Hill has played centenarian pianos in the past. Back when she was studying music at UBC her grand piano wouldn’t fit in her apartment so she used her friend’s mother’s 100-year-old Heintzman.

“Actually I wrote my first couple albums on that piano, so I do have experience playing an older piano,” she said.

Hill will perform an original jazz composition as well as Chopin’s Nocturne in C sharp minor. Last week she tried out the piano for the first time.

“The touch feels really nice. The tone is fantastic,” Hill said. “And playing a Chopin piece with a lot of trills and runs, there’s a lot of agility to the touch and a really warm, tender sound. It’s beautiful.”

The piano will be housed at St. Andrew’s, as it is the festival’s longtime venue and because of its connection to Dunsmore.

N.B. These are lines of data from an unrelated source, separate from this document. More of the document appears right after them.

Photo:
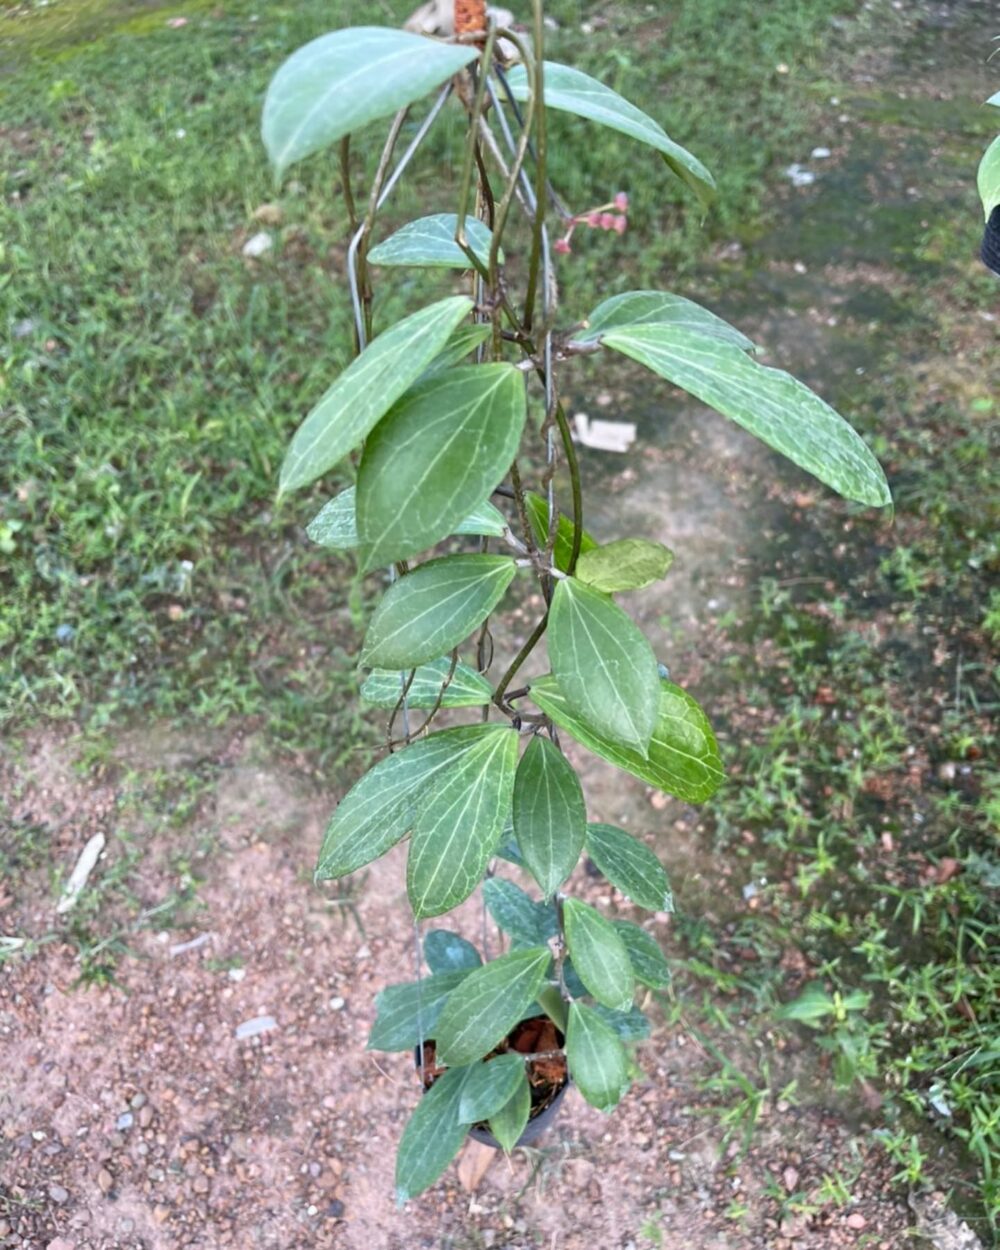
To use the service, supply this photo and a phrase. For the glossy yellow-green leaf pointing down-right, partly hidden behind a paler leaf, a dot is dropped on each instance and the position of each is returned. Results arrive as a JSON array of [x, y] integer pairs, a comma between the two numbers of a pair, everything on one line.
[[683, 753]]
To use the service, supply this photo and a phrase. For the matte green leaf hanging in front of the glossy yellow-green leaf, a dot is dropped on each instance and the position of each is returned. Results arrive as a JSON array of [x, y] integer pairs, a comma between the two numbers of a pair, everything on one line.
[[604, 664]]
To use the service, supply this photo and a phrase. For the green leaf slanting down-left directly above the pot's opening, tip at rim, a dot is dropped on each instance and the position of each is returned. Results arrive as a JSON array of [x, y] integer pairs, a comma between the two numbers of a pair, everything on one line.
[[488, 1004]]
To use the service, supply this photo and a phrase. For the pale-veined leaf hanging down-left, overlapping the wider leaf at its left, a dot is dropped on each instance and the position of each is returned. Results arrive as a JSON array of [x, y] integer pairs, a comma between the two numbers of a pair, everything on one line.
[[461, 823]]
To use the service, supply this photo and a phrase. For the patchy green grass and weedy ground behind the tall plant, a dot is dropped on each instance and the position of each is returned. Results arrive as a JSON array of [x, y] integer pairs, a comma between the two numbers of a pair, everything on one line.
[[152, 376]]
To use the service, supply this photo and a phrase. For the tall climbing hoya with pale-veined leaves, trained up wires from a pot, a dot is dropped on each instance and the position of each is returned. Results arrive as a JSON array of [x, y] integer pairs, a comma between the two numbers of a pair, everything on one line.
[[451, 427]]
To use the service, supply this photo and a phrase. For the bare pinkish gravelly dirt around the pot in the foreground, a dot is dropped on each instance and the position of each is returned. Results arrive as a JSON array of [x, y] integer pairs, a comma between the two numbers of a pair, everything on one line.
[[134, 1117]]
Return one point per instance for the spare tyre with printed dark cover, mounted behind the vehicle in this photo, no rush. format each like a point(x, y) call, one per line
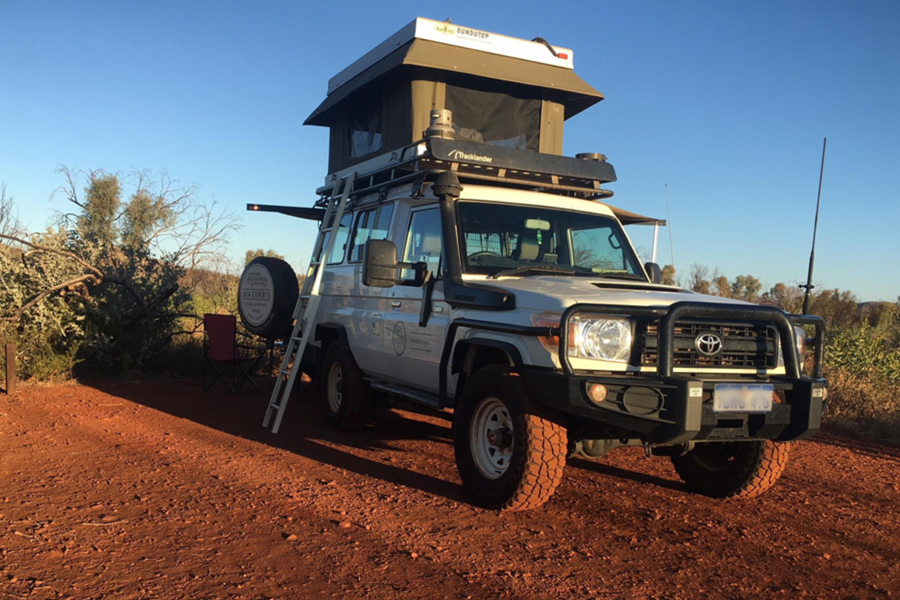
point(267, 295)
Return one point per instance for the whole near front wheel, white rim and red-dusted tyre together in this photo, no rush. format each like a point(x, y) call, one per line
point(510, 453)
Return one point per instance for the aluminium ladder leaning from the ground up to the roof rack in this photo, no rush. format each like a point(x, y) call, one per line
point(308, 305)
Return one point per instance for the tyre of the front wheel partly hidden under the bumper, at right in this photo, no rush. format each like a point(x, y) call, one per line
point(755, 474)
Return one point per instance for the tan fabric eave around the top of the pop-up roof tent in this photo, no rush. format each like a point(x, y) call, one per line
point(562, 85)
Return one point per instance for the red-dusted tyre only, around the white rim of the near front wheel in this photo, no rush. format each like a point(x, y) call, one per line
point(537, 470)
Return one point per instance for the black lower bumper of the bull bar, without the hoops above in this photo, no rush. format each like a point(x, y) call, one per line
point(674, 410)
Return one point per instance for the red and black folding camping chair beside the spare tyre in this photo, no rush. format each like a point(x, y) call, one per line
point(224, 353)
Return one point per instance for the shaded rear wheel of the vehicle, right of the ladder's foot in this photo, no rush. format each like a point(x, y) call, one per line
point(346, 392)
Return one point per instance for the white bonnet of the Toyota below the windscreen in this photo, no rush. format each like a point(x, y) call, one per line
point(555, 293)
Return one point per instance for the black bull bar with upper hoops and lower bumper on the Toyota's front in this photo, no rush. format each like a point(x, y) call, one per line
point(669, 408)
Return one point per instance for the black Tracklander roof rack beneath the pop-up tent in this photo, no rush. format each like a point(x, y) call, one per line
point(482, 163)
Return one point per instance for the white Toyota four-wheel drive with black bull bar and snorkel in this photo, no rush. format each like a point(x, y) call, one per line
point(487, 278)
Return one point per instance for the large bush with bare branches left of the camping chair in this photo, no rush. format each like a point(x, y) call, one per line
point(103, 291)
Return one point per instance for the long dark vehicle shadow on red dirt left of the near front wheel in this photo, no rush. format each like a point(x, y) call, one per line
point(302, 431)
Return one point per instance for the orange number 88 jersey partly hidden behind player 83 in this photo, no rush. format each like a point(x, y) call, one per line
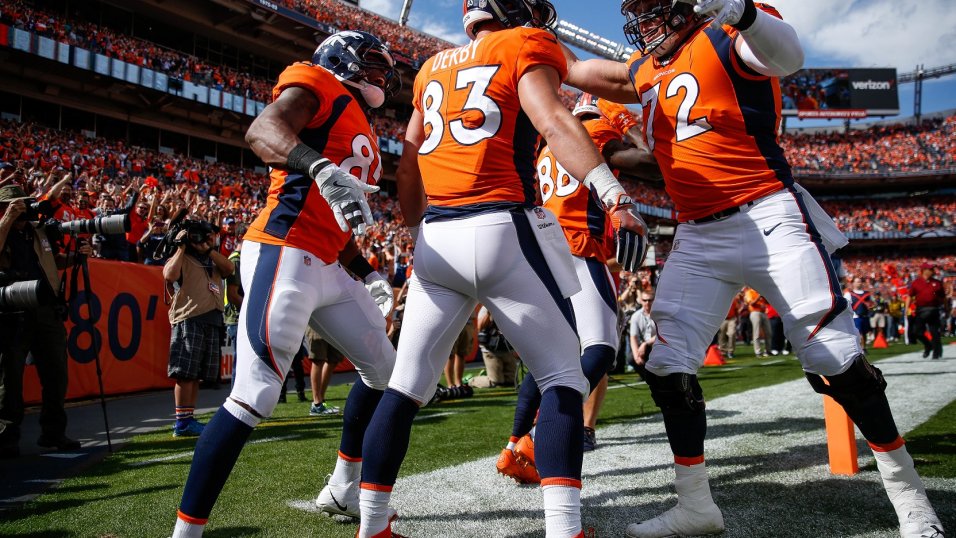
point(580, 213)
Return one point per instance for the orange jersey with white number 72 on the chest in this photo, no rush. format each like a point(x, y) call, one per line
point(712, 123)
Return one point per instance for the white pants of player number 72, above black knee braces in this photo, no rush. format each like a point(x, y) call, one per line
point(772, 247)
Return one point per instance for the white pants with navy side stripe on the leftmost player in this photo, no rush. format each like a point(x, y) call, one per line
point(286, 289)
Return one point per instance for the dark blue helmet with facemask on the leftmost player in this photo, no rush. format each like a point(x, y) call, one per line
point(360, 60)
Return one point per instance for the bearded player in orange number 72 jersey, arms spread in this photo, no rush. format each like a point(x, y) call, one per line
point(707, 78)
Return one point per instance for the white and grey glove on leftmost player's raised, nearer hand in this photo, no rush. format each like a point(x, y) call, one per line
point(346, 196)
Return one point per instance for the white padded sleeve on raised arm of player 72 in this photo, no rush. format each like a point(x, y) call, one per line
point(770, 46)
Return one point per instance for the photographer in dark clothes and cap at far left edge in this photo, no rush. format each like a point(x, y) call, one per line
point(27, 254)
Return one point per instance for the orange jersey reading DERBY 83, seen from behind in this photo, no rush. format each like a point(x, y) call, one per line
point(479, 145)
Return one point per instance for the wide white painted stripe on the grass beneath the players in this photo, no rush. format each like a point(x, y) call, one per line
point(766, 450)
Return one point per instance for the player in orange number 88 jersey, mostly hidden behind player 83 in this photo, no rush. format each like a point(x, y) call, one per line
point(584, 223)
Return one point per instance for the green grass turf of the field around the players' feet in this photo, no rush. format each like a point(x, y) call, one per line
point(135, 492)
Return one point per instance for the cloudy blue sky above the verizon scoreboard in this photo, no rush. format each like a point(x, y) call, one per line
point(871, 33)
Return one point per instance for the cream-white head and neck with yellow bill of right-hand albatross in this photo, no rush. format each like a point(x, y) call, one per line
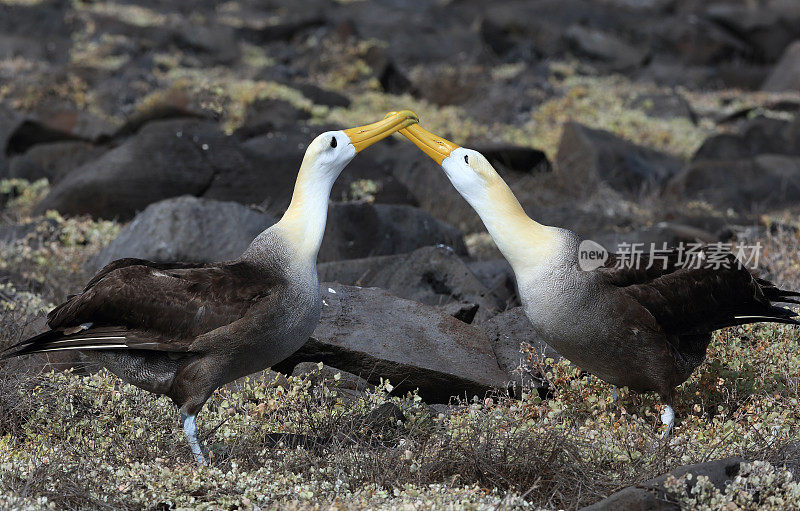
point(522, 241)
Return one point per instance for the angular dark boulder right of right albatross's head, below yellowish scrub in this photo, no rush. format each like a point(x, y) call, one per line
point(591, 156)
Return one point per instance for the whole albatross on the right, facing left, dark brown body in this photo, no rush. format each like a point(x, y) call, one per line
point(645, 326)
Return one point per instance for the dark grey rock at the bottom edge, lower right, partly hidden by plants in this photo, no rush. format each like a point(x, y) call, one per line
point(650, 496)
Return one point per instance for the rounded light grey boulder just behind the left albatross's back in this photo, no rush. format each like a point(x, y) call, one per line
point(186, 229)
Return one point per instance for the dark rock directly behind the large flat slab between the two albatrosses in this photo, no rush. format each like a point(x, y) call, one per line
point(430, 275)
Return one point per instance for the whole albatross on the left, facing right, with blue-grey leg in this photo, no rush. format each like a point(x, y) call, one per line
point(184, 329)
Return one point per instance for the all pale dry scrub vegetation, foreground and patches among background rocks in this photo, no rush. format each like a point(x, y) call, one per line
point(76, 441)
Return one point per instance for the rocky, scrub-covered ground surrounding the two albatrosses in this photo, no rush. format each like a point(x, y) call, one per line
point(174, 130)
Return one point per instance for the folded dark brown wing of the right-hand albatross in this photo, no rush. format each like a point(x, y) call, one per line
point(691, 298)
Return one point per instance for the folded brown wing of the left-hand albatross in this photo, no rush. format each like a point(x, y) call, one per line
point(137, 304)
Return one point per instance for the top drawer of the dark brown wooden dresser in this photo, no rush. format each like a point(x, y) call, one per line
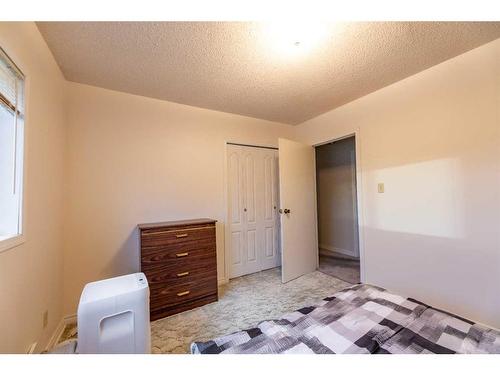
point(184, 236)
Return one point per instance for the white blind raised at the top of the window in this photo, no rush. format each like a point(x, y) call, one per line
point(11, 85)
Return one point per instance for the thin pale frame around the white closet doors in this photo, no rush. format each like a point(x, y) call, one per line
point(227, 254)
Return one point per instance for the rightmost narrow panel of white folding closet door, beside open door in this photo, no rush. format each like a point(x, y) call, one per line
point(270, 256)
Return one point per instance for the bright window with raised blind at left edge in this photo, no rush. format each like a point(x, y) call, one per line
point(11, 152)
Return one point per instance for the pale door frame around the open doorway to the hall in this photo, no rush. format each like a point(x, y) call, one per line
point(359, 197)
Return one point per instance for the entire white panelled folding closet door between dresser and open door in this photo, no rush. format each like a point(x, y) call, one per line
point(253, 240)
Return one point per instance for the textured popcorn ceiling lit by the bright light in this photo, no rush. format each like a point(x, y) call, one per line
point(232, 67)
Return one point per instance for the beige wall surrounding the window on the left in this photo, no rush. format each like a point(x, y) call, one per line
point(31, 274)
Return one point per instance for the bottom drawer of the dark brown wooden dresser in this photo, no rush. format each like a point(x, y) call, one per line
point(167, 294)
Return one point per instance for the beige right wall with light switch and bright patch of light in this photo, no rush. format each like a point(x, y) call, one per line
point(434, 140)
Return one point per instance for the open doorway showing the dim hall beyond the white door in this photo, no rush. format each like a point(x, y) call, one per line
point(338, 231)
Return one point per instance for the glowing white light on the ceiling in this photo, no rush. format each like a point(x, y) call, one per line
point(294, 38)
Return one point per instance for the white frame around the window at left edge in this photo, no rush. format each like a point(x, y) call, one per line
point(12, 242)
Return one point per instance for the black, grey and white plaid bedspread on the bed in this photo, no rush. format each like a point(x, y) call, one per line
point(360, 319)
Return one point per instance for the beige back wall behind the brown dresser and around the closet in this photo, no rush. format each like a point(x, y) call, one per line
point(133, 159)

“The church is absolutely delighted that the piano has come home to St. Andrew’s and we are so appreciative of being able to use it during Sunday services and other events that are held at our church,” said St. Andrew’s board chair Elaine Winquist.

WHAT’S ON … Mid Island Performing Arts Festival Welcomes Home our Piano concert at St. Andrew’s United Church, 311 Fitzwilliam St., on Sunday, Sept. 22 at 2 p.m. General admission $12 at the door, $10 for students and seniors.